我無奈的笑著跟出去,卻見他呆立在門口,順著視線看過去,不遠處的青鬆下立著一匹通體純白的狼,無一絲雜色的皮毛,純淨得似融入這漫天冰雪中,昂首挺立,幽藍暗沉的瞳眸定定的望著我們,眸中一片清冷,猶如晨光乍現時的徐徐清風,吹過裸露在外的肌膚,隻留下透骨的寒意和無盡的壓迫感。
“咕咕”包子害怕的聲音微微發抖:“那是...什麼啊?”
我咽下一口唾沫,極力平靜道:“狗,狼狗...和二郎神的哮天犬一樣。”
我話音剛落,那匹狼突然仰頭長嘯一聲,轉身向後走去。
我稍鬆了一口氣,內衫隨之感覺涼颼颼的,雪原的白狼怎麼會出現在這兒?看向包子,他眼中的膽怯反而退了不少,直直的盯著白狼的身影:“好漂亮,比那個哮天犬漂亮多了。”
漂亮並危險著,我也不禁有絲流連的看向那匹白狼。
隻見它邁了數十步又在一棵大樹下站定,一隻瑩白的大手從樹後伸出來,拍拍白狼的頭顱:“乖孩子。”白狼眯著眼睛,享受的在那手掌中磨蹭幾下,慵懶而高貴。

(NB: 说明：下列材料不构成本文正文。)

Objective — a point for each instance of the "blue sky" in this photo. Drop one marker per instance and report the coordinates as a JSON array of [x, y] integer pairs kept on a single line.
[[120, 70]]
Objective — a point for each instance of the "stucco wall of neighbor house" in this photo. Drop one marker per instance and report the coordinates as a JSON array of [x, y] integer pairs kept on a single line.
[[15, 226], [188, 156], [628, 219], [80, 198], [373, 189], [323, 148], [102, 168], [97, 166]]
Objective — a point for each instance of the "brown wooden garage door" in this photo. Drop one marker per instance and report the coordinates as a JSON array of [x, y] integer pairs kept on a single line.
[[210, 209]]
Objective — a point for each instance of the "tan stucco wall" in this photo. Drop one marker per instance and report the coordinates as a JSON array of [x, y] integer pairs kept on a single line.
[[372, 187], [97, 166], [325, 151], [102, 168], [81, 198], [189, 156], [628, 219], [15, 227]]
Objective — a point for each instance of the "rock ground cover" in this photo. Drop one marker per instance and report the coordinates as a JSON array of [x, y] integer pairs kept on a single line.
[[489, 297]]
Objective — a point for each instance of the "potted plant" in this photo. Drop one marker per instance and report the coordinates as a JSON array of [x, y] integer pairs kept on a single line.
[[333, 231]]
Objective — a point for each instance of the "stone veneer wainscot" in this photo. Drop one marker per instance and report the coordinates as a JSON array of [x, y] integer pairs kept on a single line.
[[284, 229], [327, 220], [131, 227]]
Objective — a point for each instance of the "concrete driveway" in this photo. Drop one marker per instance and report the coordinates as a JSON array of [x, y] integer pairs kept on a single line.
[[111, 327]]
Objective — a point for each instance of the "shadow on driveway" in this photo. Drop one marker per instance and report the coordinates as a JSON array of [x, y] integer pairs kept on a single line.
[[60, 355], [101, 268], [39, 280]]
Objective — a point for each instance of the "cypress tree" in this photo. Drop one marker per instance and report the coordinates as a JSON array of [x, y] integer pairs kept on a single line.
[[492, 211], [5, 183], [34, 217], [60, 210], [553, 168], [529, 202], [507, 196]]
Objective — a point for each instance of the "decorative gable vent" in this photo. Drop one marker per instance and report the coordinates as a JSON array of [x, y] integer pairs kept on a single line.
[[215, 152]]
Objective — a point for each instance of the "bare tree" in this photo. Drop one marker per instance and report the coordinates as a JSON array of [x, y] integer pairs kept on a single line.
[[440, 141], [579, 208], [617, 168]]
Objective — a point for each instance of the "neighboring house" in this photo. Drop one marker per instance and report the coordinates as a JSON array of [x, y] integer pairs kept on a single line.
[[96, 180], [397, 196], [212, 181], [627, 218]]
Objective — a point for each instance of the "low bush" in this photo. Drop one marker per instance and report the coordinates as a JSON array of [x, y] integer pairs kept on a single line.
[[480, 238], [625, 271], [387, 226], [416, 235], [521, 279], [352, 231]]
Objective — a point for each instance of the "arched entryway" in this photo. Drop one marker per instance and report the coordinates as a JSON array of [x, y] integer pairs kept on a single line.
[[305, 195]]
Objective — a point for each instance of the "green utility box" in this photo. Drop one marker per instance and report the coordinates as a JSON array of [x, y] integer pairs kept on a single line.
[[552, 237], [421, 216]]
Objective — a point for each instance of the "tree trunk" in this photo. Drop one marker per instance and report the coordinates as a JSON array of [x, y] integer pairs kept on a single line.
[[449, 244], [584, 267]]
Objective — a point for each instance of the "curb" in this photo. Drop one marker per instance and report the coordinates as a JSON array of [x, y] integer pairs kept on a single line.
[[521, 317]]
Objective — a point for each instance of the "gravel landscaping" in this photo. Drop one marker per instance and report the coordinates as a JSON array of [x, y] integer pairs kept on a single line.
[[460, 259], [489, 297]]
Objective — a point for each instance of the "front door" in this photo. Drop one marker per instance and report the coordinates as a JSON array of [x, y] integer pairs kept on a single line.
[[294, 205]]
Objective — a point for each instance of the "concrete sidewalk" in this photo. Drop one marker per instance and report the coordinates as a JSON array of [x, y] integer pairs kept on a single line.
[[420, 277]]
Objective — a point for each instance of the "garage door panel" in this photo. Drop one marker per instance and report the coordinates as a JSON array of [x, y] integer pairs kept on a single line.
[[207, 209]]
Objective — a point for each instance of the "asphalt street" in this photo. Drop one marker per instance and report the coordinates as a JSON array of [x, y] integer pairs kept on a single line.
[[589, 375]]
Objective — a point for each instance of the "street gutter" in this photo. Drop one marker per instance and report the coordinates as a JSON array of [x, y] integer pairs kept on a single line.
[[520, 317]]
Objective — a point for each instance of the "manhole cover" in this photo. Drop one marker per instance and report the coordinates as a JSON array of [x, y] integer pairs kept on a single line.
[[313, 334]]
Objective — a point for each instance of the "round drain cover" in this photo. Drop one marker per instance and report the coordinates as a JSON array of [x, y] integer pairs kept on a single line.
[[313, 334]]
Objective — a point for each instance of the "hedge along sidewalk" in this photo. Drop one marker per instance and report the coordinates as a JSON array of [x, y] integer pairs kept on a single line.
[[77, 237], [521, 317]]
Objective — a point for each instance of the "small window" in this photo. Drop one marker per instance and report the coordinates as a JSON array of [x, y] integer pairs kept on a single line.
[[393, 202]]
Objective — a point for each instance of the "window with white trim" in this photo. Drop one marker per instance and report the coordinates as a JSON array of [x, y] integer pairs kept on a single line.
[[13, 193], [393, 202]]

目不轉睛的看著一個人從樹後轉出,和元華一般一身玄衣,立體的五官,刀削般的俊挺,雕塑般的凝重感,墨色的發用藏青絲帶鬆鬆繯著,一雙眼睛沉似暗夜,諱莫如深。我從未見過這樣深切純粹的黑色,似看盡一切,又似漠視一切,和那匹狼一般,淩然不可侵犯的威嚴。
他隻瞟了我和包子一眼便低頭專注的看向他的寵物,沿著紋路擼順那根根似針的皮毛,白狼舒服的低低嗚咽,成了這寂靜的天地間一抹攝人心魄的回音。
“呃,我能摸摸它嗎?”包子突然出聲,滿是殷切。
我驚得回神,這孩子膽子啥時變這麼大了?
那男子聞聲看過來,目光淡無似水,卻隱含不容忽視的壓力,溺水般的壓迫。
“呃”包子吞吞口水,眨巴眼睛,一派純真:“我叫包子,這是我姑...阿爹,我能摸摸它嗎?它好漂亮。”
在我準備拉著包子轉身逃路時,那男子居然緩緩地點了頭,包子興奮之極,迫不及待的跑過去,在白狼身前生生止住腳步,仍有些驚悸的看向那男子。
“它叫雪原”男子的嗓音低沉沙啞的壓著人心。
“哦,雪原”包子微微彎著身,有點膽怯卻好奇的看進白狼的眼中:“你好,我叫包子,不是可以吃的那種包子哦。”
我站在不遠處看著包子的自言自語有些哭笑不得,溝通幾句後,見白狼沒有什麼反應,他大膽的伸出手像那男子一樣想摸摸白狼的頭,可顯然狼是極為驕傲的一種動物,頭顱一偏避開了,我覺得它沒有直接咬上包子已經是很給麵子了。